Cantons Geneva, Vaud and Valais made official announcements on their policy on Friday. Bilingual Canton Bern also saidExternal link it would also follow the masks and social distancing line. Among the German-speaking cantons, Lucerne (the first to announce such measures, and the strictest), Aargau, Schaffhausen and Basel Country have already said they would require masks for pupils aged 15 or older when social distancing of at least 1.5 metres is not possible (2.25m2 per person in a classroom in Aargau).

Masks off

But there is no planned mask requirement in upper secondary schools in cantons Zurich, Basel City, St Gallen, Graubünden, Thurgau, Zug, Obwalden, Schwyz, Solothurn, Uri and Appenzell Outer Rhodes, according to the Keystone-SDA news agency.

Some of these cantons, such as Basel City and Graubünden, have however recommended the wearing of masks during laboratory lessons, where it is hard to keep to the 1.5 metres distance.

Primary and lower secondary schools (which together make up compulsory schooling in Switzerland) are so far exempt from any mandatory mask wearing.

Criticism

The differing approach among the cantons has come under criticism from teachers. Dagmar Rösler, president of the Federation of Swiss Teachers, said she felt there was a large acceptance for obligatory mask wearing.

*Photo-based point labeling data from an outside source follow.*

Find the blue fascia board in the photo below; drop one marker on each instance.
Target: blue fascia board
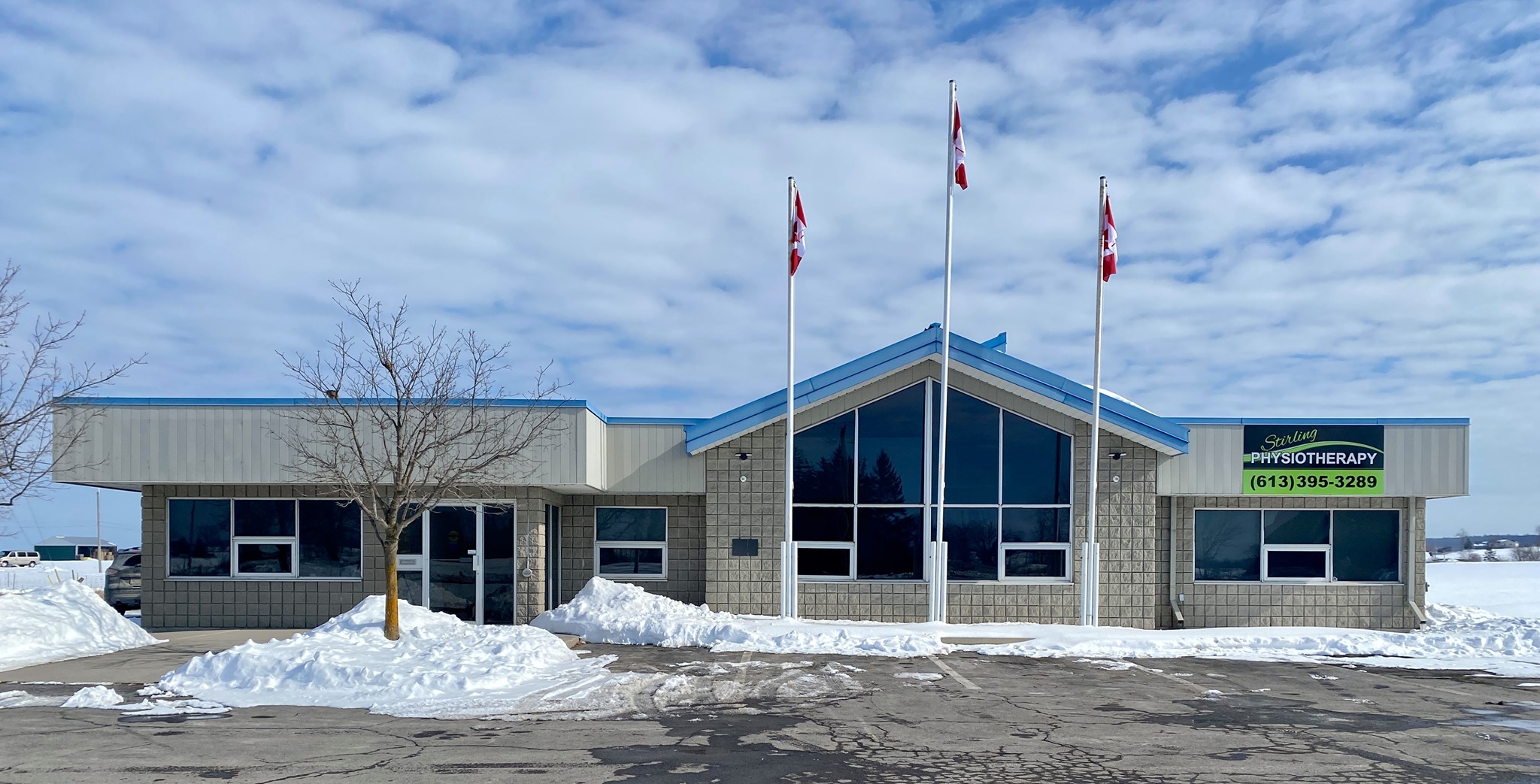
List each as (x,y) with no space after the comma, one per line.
(1326,421)
(508,402)
(974,355)
(823,386)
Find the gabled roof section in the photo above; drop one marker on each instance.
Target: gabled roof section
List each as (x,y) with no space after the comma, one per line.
(987,358)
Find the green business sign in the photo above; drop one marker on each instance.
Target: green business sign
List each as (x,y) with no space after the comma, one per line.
(1314,461)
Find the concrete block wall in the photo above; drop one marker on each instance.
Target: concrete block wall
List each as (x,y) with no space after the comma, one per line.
(744,499)
(227,603)
(1357,606)
(686,544)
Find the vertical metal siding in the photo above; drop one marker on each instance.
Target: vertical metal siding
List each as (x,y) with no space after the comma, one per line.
(652,459)
(1426,461)
(153,444)
(1212,465)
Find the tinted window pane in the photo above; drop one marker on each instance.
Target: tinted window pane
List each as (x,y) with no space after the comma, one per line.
(823,524)
(972,450)
(826,462)
(1297,527)
(330,540)
(1366,546)
(892,447)
(1296,565)
(1226,544)
(972,543)
(264,518)
(1035,524)
(823,562)
(620,524)
(408,586)
(630,561)
(1035,565)
(265,558)
(199,538)
(889,544)
(1037,462)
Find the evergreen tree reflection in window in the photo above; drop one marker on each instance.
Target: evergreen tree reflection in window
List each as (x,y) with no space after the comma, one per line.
(826,462)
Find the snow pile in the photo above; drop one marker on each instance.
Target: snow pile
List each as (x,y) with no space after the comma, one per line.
(1510,589)
(439,666)
(54,572)
(94,697)
(57,622)
(623,613)
(1454,640)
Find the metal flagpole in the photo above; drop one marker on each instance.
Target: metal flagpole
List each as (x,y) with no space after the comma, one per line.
(787,544)
(938,569)
(1091,562)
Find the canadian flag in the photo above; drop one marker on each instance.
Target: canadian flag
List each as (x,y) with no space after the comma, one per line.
(798,232)
(1109,242)
(958,170)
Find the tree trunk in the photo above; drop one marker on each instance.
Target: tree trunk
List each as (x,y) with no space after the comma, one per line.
(392,589)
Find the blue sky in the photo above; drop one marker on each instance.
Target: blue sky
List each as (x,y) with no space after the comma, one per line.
(1326,208)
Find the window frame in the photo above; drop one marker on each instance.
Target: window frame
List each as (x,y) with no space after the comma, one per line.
(847,547)
(1328,549)
(235,541)
(929,503)
(620,544)
(235,556)
(1069,562)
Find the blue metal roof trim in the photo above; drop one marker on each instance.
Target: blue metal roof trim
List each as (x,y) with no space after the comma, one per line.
(510,402)
(1325,421)
(980,356)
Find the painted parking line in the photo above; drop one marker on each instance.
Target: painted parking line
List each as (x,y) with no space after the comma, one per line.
(953,674)
(743,669)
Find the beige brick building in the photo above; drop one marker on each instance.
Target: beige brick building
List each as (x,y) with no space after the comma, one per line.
(1200,522)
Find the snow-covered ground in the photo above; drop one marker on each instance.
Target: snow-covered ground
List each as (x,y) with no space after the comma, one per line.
(57,622)
(1456,638)
(53,574)
(444,667)
(1510,589)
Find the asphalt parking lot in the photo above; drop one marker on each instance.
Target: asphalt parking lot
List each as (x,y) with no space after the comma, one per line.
(961,718)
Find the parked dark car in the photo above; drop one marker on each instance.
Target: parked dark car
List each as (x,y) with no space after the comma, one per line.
(122,581)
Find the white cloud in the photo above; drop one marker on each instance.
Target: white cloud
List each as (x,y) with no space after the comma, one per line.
(1325,207)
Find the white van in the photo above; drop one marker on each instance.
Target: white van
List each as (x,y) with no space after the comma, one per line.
(19,558)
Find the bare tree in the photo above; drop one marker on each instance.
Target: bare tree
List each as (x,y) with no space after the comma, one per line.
(33,381)
(404,421)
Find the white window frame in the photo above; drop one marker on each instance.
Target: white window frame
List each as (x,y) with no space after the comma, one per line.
(847,547)
(617,544)
(1065,547)
(1328,549)
(236,541)
(1323,549)
(235,556)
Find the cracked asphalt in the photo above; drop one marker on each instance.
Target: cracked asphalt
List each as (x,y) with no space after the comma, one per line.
(966,719)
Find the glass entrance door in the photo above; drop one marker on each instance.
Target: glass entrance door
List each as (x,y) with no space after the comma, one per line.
(461,559)
(452,562)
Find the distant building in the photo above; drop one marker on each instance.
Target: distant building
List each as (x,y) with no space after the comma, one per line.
(74,549)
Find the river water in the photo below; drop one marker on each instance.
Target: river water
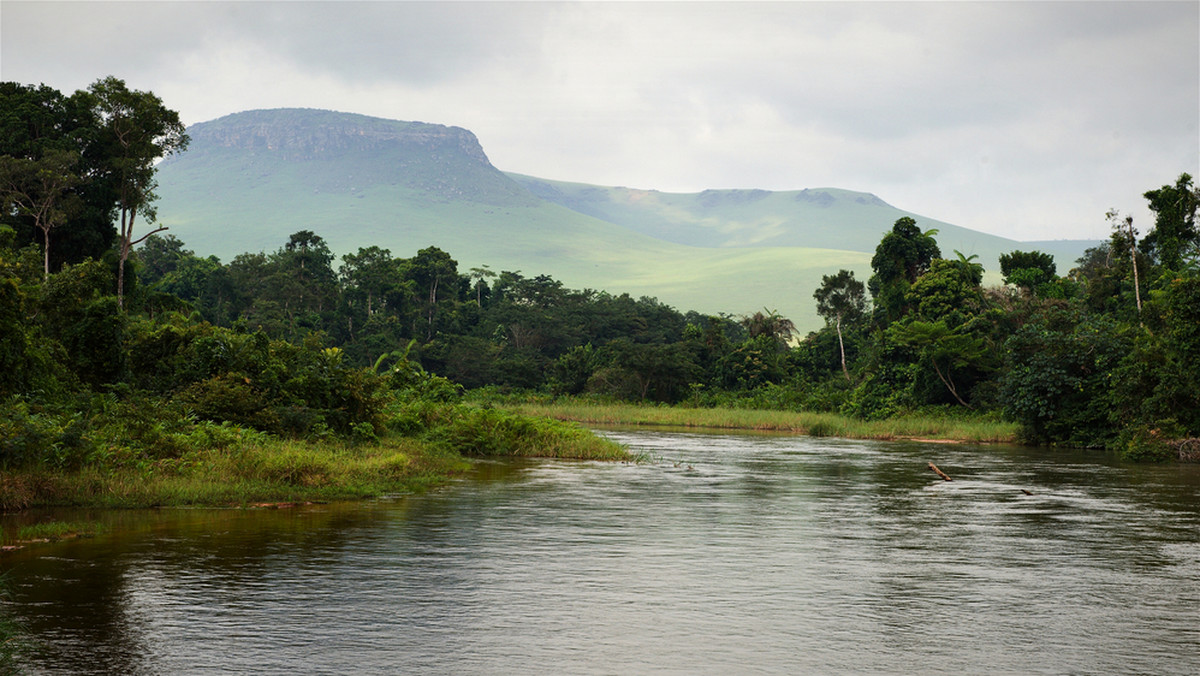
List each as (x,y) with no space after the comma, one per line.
(719,554)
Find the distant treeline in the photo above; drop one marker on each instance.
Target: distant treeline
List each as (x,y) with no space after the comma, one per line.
(1107,354)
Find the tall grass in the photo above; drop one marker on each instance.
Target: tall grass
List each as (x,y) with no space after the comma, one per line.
(429,447)
(930,426)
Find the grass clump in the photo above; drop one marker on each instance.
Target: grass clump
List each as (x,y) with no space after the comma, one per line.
(912,426)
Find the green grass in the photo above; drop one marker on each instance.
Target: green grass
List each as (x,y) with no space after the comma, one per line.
(931,428)
(265,470)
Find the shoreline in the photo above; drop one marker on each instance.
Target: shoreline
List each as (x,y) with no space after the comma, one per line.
(925,429)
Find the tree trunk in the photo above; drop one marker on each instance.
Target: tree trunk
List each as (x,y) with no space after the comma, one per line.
(46,253)
(841,347)
(948,384)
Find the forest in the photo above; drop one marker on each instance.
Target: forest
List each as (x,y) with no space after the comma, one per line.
(121,345)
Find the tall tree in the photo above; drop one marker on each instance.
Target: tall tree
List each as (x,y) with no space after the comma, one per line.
(39,121)
(41,191)
(138,131)
(1175,209)
(903,255)
(1027,269)
(841,299)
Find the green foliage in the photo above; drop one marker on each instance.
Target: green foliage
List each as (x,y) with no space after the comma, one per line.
(903,256)
(1175,233)
(1059,370)
(1027,269)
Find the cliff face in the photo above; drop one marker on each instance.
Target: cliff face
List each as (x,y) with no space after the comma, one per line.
(303,135)
(322,151)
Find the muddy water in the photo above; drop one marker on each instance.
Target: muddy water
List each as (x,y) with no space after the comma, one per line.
(721,554)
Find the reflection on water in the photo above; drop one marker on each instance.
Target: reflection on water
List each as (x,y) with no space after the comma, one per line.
(726,554)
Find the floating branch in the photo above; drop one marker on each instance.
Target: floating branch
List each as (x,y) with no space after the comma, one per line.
(939,472)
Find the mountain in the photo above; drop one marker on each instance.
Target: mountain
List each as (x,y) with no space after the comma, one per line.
(251,179)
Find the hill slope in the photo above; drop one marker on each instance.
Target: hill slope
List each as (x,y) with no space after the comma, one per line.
(251,179)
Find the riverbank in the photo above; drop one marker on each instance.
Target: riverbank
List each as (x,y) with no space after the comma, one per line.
(940,429)
(427,446)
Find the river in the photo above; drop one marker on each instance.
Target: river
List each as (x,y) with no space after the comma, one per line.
(718,554)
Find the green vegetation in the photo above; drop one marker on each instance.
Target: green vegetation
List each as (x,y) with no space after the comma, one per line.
(283,376)
(930,426)
(120,394)
(361,181)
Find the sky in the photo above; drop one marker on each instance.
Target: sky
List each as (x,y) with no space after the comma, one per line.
(1027,120)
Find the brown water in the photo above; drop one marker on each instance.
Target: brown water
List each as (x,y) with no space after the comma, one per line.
(723,555)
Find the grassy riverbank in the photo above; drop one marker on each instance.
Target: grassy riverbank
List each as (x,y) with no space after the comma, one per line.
(928,426)
(426,444)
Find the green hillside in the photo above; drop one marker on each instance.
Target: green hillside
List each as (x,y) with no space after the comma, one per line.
(251,179)
(825,217)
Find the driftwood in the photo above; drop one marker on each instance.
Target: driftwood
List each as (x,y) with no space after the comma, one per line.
(939,472)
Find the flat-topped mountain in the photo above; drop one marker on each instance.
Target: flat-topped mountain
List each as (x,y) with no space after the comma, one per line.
(251,179)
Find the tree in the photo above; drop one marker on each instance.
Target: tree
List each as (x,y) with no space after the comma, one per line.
(1125,237)
(903,255)
(40,190)
(435,271)
(479,275)
(841,299)
(771,324)
(138,131)
(946,350)
(1027,269)
(1175,221)
(37,123)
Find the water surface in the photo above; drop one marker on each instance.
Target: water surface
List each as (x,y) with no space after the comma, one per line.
(723,554)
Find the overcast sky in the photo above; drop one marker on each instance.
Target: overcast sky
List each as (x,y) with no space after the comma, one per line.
(1021,119)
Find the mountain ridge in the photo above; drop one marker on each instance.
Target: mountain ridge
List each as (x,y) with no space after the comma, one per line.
(251,179)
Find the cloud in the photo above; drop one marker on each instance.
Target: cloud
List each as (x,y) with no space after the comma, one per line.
(1026,119)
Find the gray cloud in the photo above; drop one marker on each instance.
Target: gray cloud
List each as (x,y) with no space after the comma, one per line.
(1026,119)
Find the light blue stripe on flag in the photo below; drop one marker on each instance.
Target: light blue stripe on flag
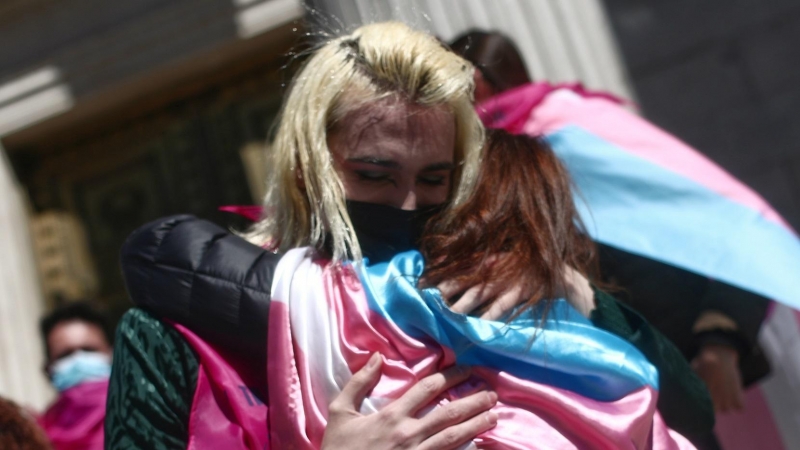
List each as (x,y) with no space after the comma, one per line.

It is hard to enforce social distancing in class and masks would help to make the situation less tense when classrooms are full, she told Swiss public television SRFExternal link.

Lucius Hartmann, president of the Swiss Association of Baccalaureate School Teachers, was also in favour of making masks mandatory at upper secondary level, even if it impacted lessons. “It will be harder to communicate and after seven hours in a mask, your concentration is not the same,” he told SRF. But the advantage of being more relaxed in class outweighed this, he said.